Search code examples
pythonpython-multithreadingtweepy

Run python script every hour


I want scheduled to run my python script every hour and save the data in elasticsearch index. So that I used a function I wrote, set_interval which uses the tweepy library. But it doesn't work as I need it to work. It runs every minute and save the data in index. Even after the set that seconds equal to 3600 it runs in every minute. But I want to configure this to run on an hourly basis.

How can I fix this? Heres my python script:

def call_at_interval(time, callback, args):
    while True:
        timer = Timer(time, callback, args=args)
        timer.start()
        timer.join()


def set_interval(time, callback, *args):
    Thread(target=call_at_interval, args=(time, callback, args)).start()


def get_all_tweets(screen_name):
    # authorize twitter, initialize tweepy
    auth = tweepy.OAuthHandler(consumer_key, consumer_secret)
    auth.set_access_token(access_key, access_secret)
    api = tweepy.API(auth)

    screen_name = ""

    # initialize a list to hold all the tweepy Tweets
    alltweets = []

    # make initial request for most recent tweets (200 is the maximum allowed count)
    new_tweets = api.user_timeline(screen_name=screen_name, count=200)

    # save most recent tweets
    alltweets.extend(new_tweets)

    # save the id of the oldest tweet less one
    oldest = alltweets[-1].id - 1

    # keep grabbing tweets until there are no tweets left to grab
    while len(new_tweets) > 0:
        #print
        #"getting tweets before %s" % (oldest)

        # all subsiquent requests use the max_id param to prevent duplicates
        new_tweets = api.user_timeline(screen_name=screen_name, count=200, max_id=oldest)

        # save most recent tweets
        alltweets.extend(new_tweets)

        # update the id of the oldest tweet less one
        oldest = alltweets[-1].id - 1

        #print
        #"...%s tweets downloaded so far" % (len(alltweets))

    outtweets = [{'ID': tweet.id_str, 'Text': tweet.text, 'Date': tweet.created_at, 'author': tweet.user.screen_name} for tweet in alltweets]

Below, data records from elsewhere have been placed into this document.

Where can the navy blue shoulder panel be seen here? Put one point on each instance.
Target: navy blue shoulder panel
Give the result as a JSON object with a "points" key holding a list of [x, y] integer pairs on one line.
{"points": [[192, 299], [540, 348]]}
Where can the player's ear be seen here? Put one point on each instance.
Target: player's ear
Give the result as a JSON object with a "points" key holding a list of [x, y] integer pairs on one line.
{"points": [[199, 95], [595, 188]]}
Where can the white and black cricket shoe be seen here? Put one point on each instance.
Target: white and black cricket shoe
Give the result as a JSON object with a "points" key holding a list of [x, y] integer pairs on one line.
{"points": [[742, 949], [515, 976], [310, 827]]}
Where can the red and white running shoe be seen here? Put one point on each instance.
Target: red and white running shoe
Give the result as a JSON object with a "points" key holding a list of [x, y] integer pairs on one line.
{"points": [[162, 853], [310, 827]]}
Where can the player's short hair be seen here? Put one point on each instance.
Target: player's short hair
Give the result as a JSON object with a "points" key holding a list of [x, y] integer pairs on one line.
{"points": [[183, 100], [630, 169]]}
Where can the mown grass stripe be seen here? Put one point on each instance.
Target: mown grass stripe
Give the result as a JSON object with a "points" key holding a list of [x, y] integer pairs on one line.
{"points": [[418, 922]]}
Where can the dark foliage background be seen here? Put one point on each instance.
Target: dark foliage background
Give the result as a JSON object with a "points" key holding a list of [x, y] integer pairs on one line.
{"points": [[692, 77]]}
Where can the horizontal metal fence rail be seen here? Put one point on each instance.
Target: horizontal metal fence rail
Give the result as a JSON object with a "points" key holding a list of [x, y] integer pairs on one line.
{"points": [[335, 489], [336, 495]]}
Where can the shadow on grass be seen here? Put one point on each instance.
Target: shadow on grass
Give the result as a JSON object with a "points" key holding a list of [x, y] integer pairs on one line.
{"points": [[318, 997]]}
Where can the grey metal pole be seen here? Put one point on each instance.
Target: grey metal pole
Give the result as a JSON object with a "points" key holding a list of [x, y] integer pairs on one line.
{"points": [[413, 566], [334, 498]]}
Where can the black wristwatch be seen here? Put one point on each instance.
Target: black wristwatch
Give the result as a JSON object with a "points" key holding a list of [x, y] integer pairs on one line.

    def save_es(outtweets, es):  # Peps8 convention
        data = [  # Please without s in data
            {
                "_index": "index name",
                "_type": "type name",
                "_id": index,
                "_source": ID
            }
            for index, ID in enumerate(outtweets)
        ]
        helpers.bulk(es, data)

    save_es(outtweets, es)

    print('Run at:')
    print(datetime.now())
    print("\n")

    set_interval(3600, get_all_tweets(screen_name))

Solution

  • Why do you need so much complexity to do some task every hour? You can run script every one hour this way below, note that it is runned 1 hour + time to do work:

    import time
    
    
    def do_some_work():
        print("Do some work")
        time.sleep(1)
        print("Some work is done!")
    
    
    if __name__ == "__main__":
        time.sleep(60)  # imagine you would like to start work in 1 minute first time
        while True:
            do_some_work()
            time.sleep(3600)  # do work every one hour
    

    If you want to run script exactly every one hour, do the following code below:

    import time
    import threading
    
    
    def do_some_work():
        print("Do some work")
        time.sleep(4)
        print("Some work is done!")
    
    
    if __name__ == "__main__":
        time.sleep(60)  # imagine you would like to start work in 1 minute first time
        while True:
            thr = threading.Thread(target=do_some_work)
            thr.start()
            time.sleep(3600)  # do work every one hour 
    

    In this case thr is supposed to finish it's work faster than 3600 seconds, though it does not, you'll still get results, but results will be from another attempt, see the example below:

    import time
    import threading
    
    
    class AttemptCount:
        def __init__(self, attempt_number):
            self.attempt_number = attempt_number
    
    
    def do_some_work(_attempt_number):
        print(f"Do some work {_attempt_number.attempt_number}")
        time.sleep(4)
        print(f"Some work is done! {_attempt_number.attempt_number}")
        _attempt_number.attempt_number += 1
    
    
    if __name__ == "__main__":
        attempt_number = AttemptCount(1)
        time.sleep(1)  # imagine you would like to start work in 1 minute first time
        while True:
            thr = threading.Thread(target=do_some_work, args=(attempt_number, ),)
            thr.start()
            time.sleep(1)  # do work every one hour
    

    The result you'll gey in the case is:

    Do some work 1 Do some work 1 Do some work 1 Do some work 1 Some work is done! 1 Do some work 2 Some work is done! 2 Do some work 3 Some work is done! 3 Do some work 4 Some work is done! 4 Do some work 5 Some work is done! 5 Do some work 6 Some work is done! 6 Do some work 7 Some work is done! 7 Do some work 8 Some work is done! 8 Do some work 9

    I like using subprocess.Popen for such tasks, if the child subprocess did not finish it's work within one hour due to any reason, you just terminate it and start a new one.

    You also can use CRON to schedule some process to run every one hour.